Depending on your model and preference, the scheduled departure will also kick on the heated steering wheel and seats or turn on the interior cabin heater. Doing all this before you start driving delivers a warm, cozy, comfortable ride, especially while it’s still plugged in. It’ll also help increase your mileage during winter driving. Basically, this will warm the car and battery before you unplug it and head onto the icy roads.
Whether you’re using scheduled departure or not, the cold weather button on the infotainment display will give you all sorts of things to work with. And even if you’re still in the house, not ready to leave yet, you can access the same features.
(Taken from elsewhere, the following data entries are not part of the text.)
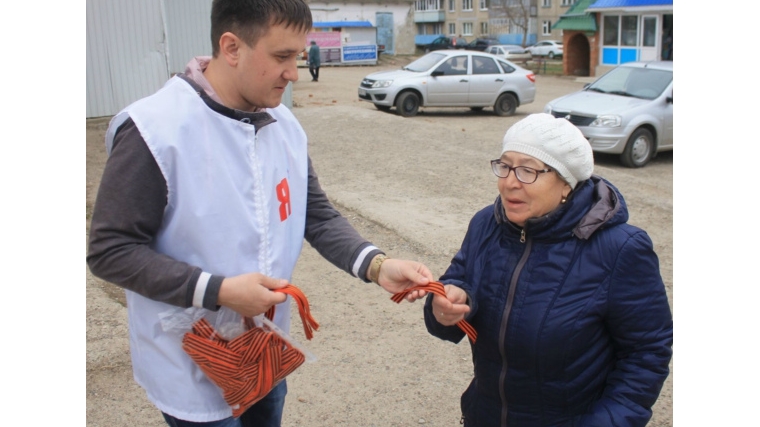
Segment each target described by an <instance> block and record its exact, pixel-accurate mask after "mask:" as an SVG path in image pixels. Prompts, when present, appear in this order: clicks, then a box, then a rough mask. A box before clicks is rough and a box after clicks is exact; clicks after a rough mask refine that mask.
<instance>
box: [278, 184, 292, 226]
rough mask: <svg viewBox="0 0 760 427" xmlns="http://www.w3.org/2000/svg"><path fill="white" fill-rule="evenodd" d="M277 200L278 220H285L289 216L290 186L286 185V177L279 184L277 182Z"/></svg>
mask: <svg viewBox="0 0 760 427" xmlns="http://www.w3.org/2000/svg"><path fill="white" fill-rule="evenodd" d="M277 200H279V201H280V221H285V220H286V219H288V216H290V212H291V211H290V187H288V179H287V178H283V179H282V181H280V183H279V184H277Z"/></svg>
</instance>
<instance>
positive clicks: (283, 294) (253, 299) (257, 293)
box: [217, 273, 288, 317]
mask: <svg viewBox="0 0 760 427" xmlns="http://www.w3.org/2000/svg"><path fill="white" fill-rule="evenodd" d="M287 284H288V281H287V280H285V279H274V278H272V277H267V276H264V275H263V274H259V273H246V274H241V275H239V276H234V277H228V278H225V279H224V280H223V281H222V286H221V288H219V297H218V300H217V302H218V303H219V305H223V306H225V307H229V308H231V309H232V310H234V311H236V312H237V313H239V314H241V315H243V316H248V317H253V316H257V315H259V314H261V313H265V312H266V311H267V310H269V308H270V307H272V306H273V305H276V304H279V303H282V302H285V300H286V299H287V297H288V295H287V294H284V293H281V292H272V291H271V290H270V289H279V288H283V287H285V285H287Z"/></svg>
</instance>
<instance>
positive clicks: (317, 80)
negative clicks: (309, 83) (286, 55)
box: [309, 40, 322, 82]
mask: <svg viewBox="0 0 760 427" xmlns="http://www.w3.org/2000/svg"><path fill="white" fill-rule="evenodd" d="M320 65H322V57H321V56H320V53H319V46H317V42H315V41H314V40H312V41H311V47H310V48H309V74H311V81H313V82H318V81H319V66H320Z"/></svg>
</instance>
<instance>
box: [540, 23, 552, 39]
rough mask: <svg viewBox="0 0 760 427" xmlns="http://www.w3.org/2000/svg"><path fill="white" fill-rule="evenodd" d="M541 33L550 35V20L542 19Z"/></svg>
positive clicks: (551, 25) (551, 27) (551, 32)
mask: <svg viewBox="0 0 760 427" xmlns="http://www.w3.org/2000/svg"><path fill="white" fill-rule="evenodd" d="M541 31H542V35H544V36H550V35H551V34H552V21H544V22H543V24H542V25H541Z"/></svg>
Most Teslas have the option to defrost the windshield and rear window. And while all cars have a defrost mode, enabling this from inside the house is quite nice. And if you don’t park in the garage, you’ll want to take advantage of the heated door handles, side mirrors, wiper blades, and even the windshield washer nozzle. Those are options on select vehicles and can be pre-heated before you walk outside.
With earlier Tesla models, owners complained about frozen door handles and windows during the winter. To the point that some owners couldn’t open the door and get in their vehicles. Now, most newer models can heat up the car and defrost the door handle, ensuring you’ll be able to quickly open the door and escape the harsh outdoor elements.
You can even turn on the heated wipers, which will warm the washer nozzle so you can clean a dirty windshield, and it helps melt away snow simultaneously.
When actively driving during the winter, you’ll want to use the scheduled charging feature to pre-condition the battery. Similar to the scheduled departure mode, your Tesla navigation system can help you find the nearest Supercharger station.
During the winter, If you schedule a recharge from the navigation screen, your Tesla will automatically kick into action and pre-heat (pre-condition) the battery ahead of time to the ideal operating temperature for fast charging. It knows when to start because the navigation system knows when you’ll arrive.
Not only does this help avoid battery degradation, but it’ll ensure the fastest charging speeds possible at any given location, regardless of the weather.
Similar to a door handle getting frozen shut, some Tesla owners have experienced a similar situation with the charging port or the charge port door latch. Like Tesla thought to install a heater near the Sentry mode cameras, it also added a heater to the charging port and latch on select vehicles.
For example, most Model 3s have an option for owners to get an upgrade that will defrost and warm the charging port. This isn’t something you have to think about or remember to turn on. If you’re using the scheduled departure or charging systems that pre-condition the battery, the car is smart enough to check temperatures and defrost the charge port latch if needed.
Essentially, when the weather turns to frigid cold temps, your Tesla is smart enough to handle it.
Electric vehicles actually handle cold and snowy weather quite well. Regenerative braking keeps you from sliding around, and many EVs have AWD, which also helps with traction during the winter months. The situation isn’t as bad as some make it sound.
It’s also a good idea to upgrade from all-season tires to snow tires or at least something better equipped to handle the elements. Upgrading to snow tires may depend on where you live, but it’s not a bad idea if you get lots of snow.
Owners may also want to consider different driving modes, like chill mode, which tones down torque and acceleration. This can also help offset any range loss due to the weather. And, in general, you’ll want to use safe driving practices during the winter. No hard acceleration, keep hard braking to a minimum and be aware of your surroundings.
And finally, try to use the car interior heater as little as possible. While using the AC or heater does lower range, it’s not a ton, but every little bit counts. Tesla suggests using heated seats instead of the cabin heater to preserve the battery.
In closing, following a few simple steps will give you a better, warmer, and safer experience driving your Tesla this winter.